When we last tested the Google Home speaker, we were impressed with the concept and usability, and we did not get too hung up on the sound. Now that the competitors have come up with the same opportunities, it must be considered on new premises, where the sound quality now weighs heavier.
Google Home easily connects compatible gadgets in your home, such as smart lights, robotic vacuum cleaners, Chromecast streaming, and more.
Google Home manages things easily, and it’s great to speak Norwegian. The vocabulary has potential, you have to test a bit to find commands that work. Naming the products is also important. For example, the light in the attic can advantageously be called “The light in the attic” in the app, so you can say: “OK, Google, turn on the light in the attic”.
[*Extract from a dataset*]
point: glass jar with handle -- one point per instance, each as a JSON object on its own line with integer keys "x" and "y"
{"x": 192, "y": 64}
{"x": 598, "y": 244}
It must be possible to combine several commands into a so-called routine. Then you can, for example, say: “OK, Google, it’s a football match”, then the TV goes to the right channel, the stereo system to the right sound mode and – what do we know – the oven is turned on because now the frozen pizza is going to pers. This does not work in Norway, but hopefully soon.
Unfortunately, Google Home disappoints on audio. The bass is fuller than with the much cheaper Home Mini. But it sounds closed and confined, which is silly when you hear what the voice assistant and newscasts say. In return, Google Home has bidirectional Bluetooth, so the speaker can be connected to other wireless speakers or headphones, or streamed from the mobile to Home.
Google Home is easy to use and only gets smarter as you use it. Unfortunately, the sound is confined, and now that it has received competition, we have to draw much more for this than when we tested it for the first time. There are in fact more well-sounding alternatives with the same voice control. We would rather buy the Home Mini or any of the other Google Home speakers in this test.